Até ao momento realizaram-se cinco eleições em Portugal para o Parlamento Europeu. Apesar de não ser possível retirar grandes ilações, podemos inferir algumas considerações dos seus resultados. Em 1987, o PSD, que estava no poder, venceu estas eleições com 37%, seguido do PS com 22% e do CDS com 15%. Nesse mesmo dia, Cavaco Silva conquistou a primeira maioria absoluta. Passados dois anos, em plena crise de popularidade do governo, o PSD voltaria a derrotar o PS, desta vez com 32%, apenas mais 4% que o PS. Já no final do cavaquismo, o PS viria a derrotar o PSD por 0,4%, em 1994. No período de ouro do guterrismo, em 1999, o PS venceu com 43%, mais 12% que o PSD. Por último, em 2004 o PS voltaria a conquistar o maior número de votos nestas eleições, com 44% contra os 33% da coligação PSD/CDS.

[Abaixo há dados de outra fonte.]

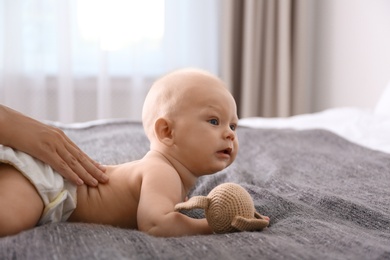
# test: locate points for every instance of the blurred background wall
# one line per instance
(351, 53)
(80, 60)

É óbvio que os contextos nacionais têm sido decisivos para o desfecho das eleições europeias. Basta analisar este passado eleitoral. E por isso concordo plenamente com o Vasco, quando referiu que estas eleições não podem ser desligadas do contexto em que são disputadas. O que o que mais influencia o voto das pessoas nestas eleições são particularidades dos países, podendo ser consideradas verdadeiros testes à popularidade dos partidos no governo. Os resultados eleitorais de 1994 e de 2004 já preconizavam a agonia dos governos de então, e nas eleições seguintes, o PSD viria a perder as eleições. Em 1999, os resultados das europeias já antecipavam a vitória do PS nas legislativas de 2001. E por isso, considero que no caso de o PS não obter um resultado auspicioso nas eleições de Junho, poderá estar em causa a sua vitória nas legislativas.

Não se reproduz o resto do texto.